Ghana, in particular, has come to be perceived as a hot spot for emerging talent. Last year, works by one of the country’s most prominent young artists, Amoako Boafo, were being flipped at auction for as much as $3.4 million, against gallery prices of as little as $10,000.

“It’s like nothing I’ve ever seen,” said Victoria Cooke, the director of Gallery 1957, a dealership in Ghana’s capital, Accra, that represents local artists and exhibits them internationally. “Even through the pandemic there were collectors and gallerists here from Paris, the U.S. and the U.K. A lot of people are trying to go directly to the source,” she said, adding that buyers were “a mixture of collectors and speculators.”

“People can come in, and buy out a studio here, and flip the works,” Cooke said. “That could seem an exciting opportunity if you haven’t got a trusted person advising you otherwise.”

Because there are only two major dealerships in Accra (the other being the contemporary art gallery ADA) to act as gatekeeper for Ghana’s talent, its budding artists have turned to an international auction house to reach out to a — hopefully — less sketchy clientele.

In January, Phillips, in its role as a broker of private sales, rather than as a public auctioneer, mounted the 10-day selling exhibition “Birds of a Feather” at its headquarters in London. Featuring 18 recent works by six all-but-unknown young artists from Ghana, this rare venture by an auction house into the gallery-dominated “primary market” was held in collaboration with Artemartis, an artist collective based in Accra. All of the works sold, for prices ranging from $4,000 to $12,200, according to Anna Chapman, a Phillips spokesperson, though she declined to release further information about those private sales.

“There are lots of people coming to Ghana trying to work with artists,” said Selasie Gomado, the founder of Artemartis, who acts as a dealer and a manager for the collective. “We teach them the importance of contractual agreements, so they can have long-lasting, sustainable careers.
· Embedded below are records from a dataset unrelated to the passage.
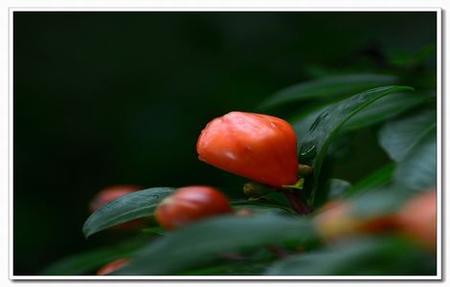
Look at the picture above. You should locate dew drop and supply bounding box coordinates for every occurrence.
[299,142,317,158]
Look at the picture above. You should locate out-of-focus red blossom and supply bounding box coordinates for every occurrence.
[89,185,144,230]
[314,200,397,241]
[396,189,436,251]
[155,186,232,230]
[196,111,298,188]
[96,258,129,275]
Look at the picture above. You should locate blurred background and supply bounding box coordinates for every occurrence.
[13,12,436,275]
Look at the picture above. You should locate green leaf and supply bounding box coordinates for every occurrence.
[343,92,427,131]
[345,164,395,196]
[349,187,409,219]
[265,236,435,275]
[83,187,175,238]
[259,74,397,110]
[40,236,149,275]
[395,132,437,191]
[292,92,425,140]
[298,85,414,206]
[115,214,316,275]
[378,110,436,161]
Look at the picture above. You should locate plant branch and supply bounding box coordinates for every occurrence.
[282,190,311,215]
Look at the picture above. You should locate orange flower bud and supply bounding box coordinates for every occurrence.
[396,190,436,251]
[155,186,232,230]
[314,200,397,241]
[96,258,129,275]
[196,111,298,188]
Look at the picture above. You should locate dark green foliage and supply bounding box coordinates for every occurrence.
[265,236,436,275]
[40,236,150,275]
[57,72,435,276]
[296,85,413,206]
[43,73,438,276]
[116,214,316,275]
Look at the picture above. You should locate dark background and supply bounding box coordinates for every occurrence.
[13,12,436,275]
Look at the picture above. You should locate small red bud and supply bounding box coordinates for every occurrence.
[96,258,129,275]
[155,186,232,230]
[196,111,298,188]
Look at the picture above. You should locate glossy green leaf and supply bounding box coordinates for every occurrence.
[40,236,149,275]
[395,132,437,191]
[265,236,435,275]
[343,92,427,131]
[259,74,397,110]
[83,187,175,238]
[298,85,414,206]
[378,110,436,161]
[292,92,425,140]
[116,214,316,275]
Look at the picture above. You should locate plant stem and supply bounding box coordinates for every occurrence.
[282,190,311,215]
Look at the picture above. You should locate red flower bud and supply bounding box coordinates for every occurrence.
[196,111,298,188]
[155,186,232,230]
[96,258,129,275]
[314,200,397,241]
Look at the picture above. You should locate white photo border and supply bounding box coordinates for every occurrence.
[8,6,443,282]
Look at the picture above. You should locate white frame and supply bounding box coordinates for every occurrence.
[8,7,442,281]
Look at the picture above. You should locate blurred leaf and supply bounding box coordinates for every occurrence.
[349,187,408,218]
[180,261,269,275]
[259,74,397,110]
[388,44,436,68]
[83,187,175,238]
[326,178,352,200]
[140,226,165,236]
[116,214,316,275]
[345,164,395,196]
[40,236,149,275]
[265,236,435,275]
[378,110,436,161]
[180,249,275,275]
[232,203,293,215]
[395,132,437,191]
[298,85,413,206]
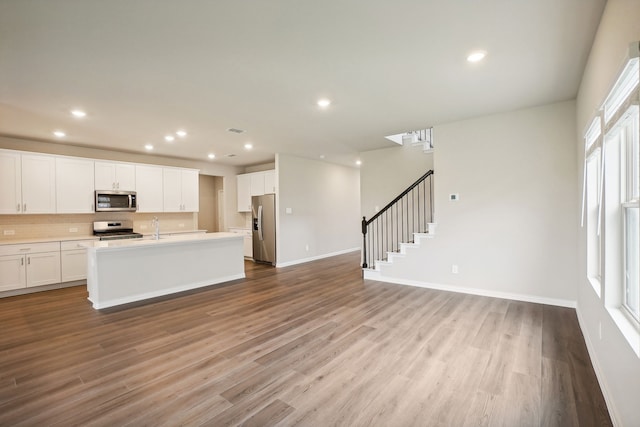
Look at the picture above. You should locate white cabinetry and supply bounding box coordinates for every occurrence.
[22,154,57,214]
[237,174,252,212]
[264,170,276,194]
[229,228,253,258]
[237,170,275,212]
[163,168,199,212]
[135,165,164,213]
[95,161,136,191]
[56,157,95,213]
[250,173,265,196]
[0,150,22,214]
[0,242,61,291]
[61,240,93,282]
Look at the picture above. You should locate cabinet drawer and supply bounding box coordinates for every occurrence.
[61,240,95,251]
[0,241,60,256]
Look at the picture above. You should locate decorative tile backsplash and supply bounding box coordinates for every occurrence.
[0,212,196,241]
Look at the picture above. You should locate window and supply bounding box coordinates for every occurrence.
[584,42,639,355]
[583,118,602,294]
[621,107,639,321]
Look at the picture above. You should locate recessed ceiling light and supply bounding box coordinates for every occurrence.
[467,51,487,63]
[70,109,86,118]
[320,154,325,159]
[317,98,331,108]
[164,135,175,142]
[227,128,245,134]
[356,160,362,166]
[208,153,216,159]
[53,130,66,138]
[144,144,154,150]
[244,143,253,150]
[176,130,187,138]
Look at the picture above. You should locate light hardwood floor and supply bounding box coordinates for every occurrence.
[0,252,611,426]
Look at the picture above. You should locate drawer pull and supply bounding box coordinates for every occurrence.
[19,248,31,251]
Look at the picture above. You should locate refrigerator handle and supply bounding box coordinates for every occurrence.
[257,205,264,241]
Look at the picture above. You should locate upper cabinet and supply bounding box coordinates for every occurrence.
[264,170,276,194]
[56,157,95,213]
[0,150,22,214]
[236,170,276,212]
[0,149,200,215]
[237,174,251,212]
[95,161,135,191]
[0,151,57,215]
[135,165,164,213]
[163,168,199,212]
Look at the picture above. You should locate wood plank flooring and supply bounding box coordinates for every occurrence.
[0,252,611,426]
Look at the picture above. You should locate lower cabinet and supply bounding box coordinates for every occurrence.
[0,242,61,291]
[60,240,93,282]
[229,228,253,258]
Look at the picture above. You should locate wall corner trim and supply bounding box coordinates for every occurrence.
[575,305,621,427]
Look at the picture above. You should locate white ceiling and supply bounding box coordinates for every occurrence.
[0,1,606,167]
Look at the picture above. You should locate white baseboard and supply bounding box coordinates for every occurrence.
[276,247,361,268]
[575,306,621,427]
[89,273,245,309]
[365,274,577,308]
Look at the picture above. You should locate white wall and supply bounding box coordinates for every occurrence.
[367,101,578,304]
[276,153,360,266]
[575,1,640,425]
[360,143,434,220]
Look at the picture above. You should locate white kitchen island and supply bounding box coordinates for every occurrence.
[83,232,244,309]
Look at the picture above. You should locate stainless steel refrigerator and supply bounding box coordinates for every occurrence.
[252,194,276,265]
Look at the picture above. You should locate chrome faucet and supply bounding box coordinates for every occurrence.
[152,216,160,240]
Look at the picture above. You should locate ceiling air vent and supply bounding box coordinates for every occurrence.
[225,154,237,158]
[227,128,245,134]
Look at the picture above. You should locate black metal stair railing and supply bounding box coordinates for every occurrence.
[362,170,434,269]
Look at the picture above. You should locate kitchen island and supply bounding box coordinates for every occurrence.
[83,232,244,309]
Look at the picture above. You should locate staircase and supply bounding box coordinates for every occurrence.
[361,170,434,274]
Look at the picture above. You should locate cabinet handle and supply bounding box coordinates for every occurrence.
[117,182,120,189]
[21,258,24,266]
[17,203,20,212]
[27,257,30,265]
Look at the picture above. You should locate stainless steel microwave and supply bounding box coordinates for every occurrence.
[95,190,137,212]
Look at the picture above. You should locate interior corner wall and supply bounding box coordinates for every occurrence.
[276,153,360,265]
[574,1,640,425]
[396,100,578,303]
[360,143,434,220]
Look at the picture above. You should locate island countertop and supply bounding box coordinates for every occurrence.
[85,232,245,309]
[82,232,241,251]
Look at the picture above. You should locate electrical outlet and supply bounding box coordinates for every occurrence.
[179,223,185,228]
[305,244,309,252]
[69,227,78,233]
[3,230,15,236]
[452,264,459,274]
[140,224,148,230]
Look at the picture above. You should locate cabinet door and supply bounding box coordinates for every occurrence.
[21,154,56,214]
[0,254,26,291]
[162,168,182,212]
[250,172,265,196]
[26,251,61,287]
[0,151,22,214]
[56,157,95,213]
[61,249,87,282]
[180,170,199,212]
[115,163,136,191]
[237,174,251,212]
[136,165,164,212]
[94,162,117,190]
[264,170,276,194]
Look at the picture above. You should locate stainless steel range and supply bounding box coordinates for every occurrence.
[93,220,143,241]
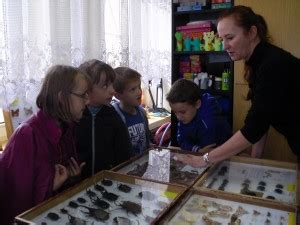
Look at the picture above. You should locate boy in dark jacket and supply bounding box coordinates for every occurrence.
[167,79,232,152]
[76,60,131,179]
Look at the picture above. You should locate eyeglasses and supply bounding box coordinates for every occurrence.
[69,91,89,100]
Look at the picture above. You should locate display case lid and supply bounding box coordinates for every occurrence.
[194,156,299,208]
[157,189,297,225]
[113,147,209,187]
[16,170,186,225]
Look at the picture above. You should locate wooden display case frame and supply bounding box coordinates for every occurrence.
[156,188,298,224]
[112,146,209,187]
[193,155,300,209]
[15,170,187,225]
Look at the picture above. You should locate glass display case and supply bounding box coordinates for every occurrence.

An artist can get a lot of attention and then at the end of the day end up with nothing.”

Buyers of those modestly priced works by young Ghanaian artists at Phillips may or may not be intending to flip them. But those lucky enough to have bought Yukhnovich’s works at a similarly early stage in her career continue to cash in. A painting included in the artist’s master’s degree show, in 2017, is estimated to sell for as much as $470,000 at Christie’s on Tuesday. The following day, at Sotheby’s, a 2020 work carries a high estimate of $270,000.

Like it or not, it’s this kind of winning bet on young talent, as much as the art itself, that’s drawing so many people into today’s art world.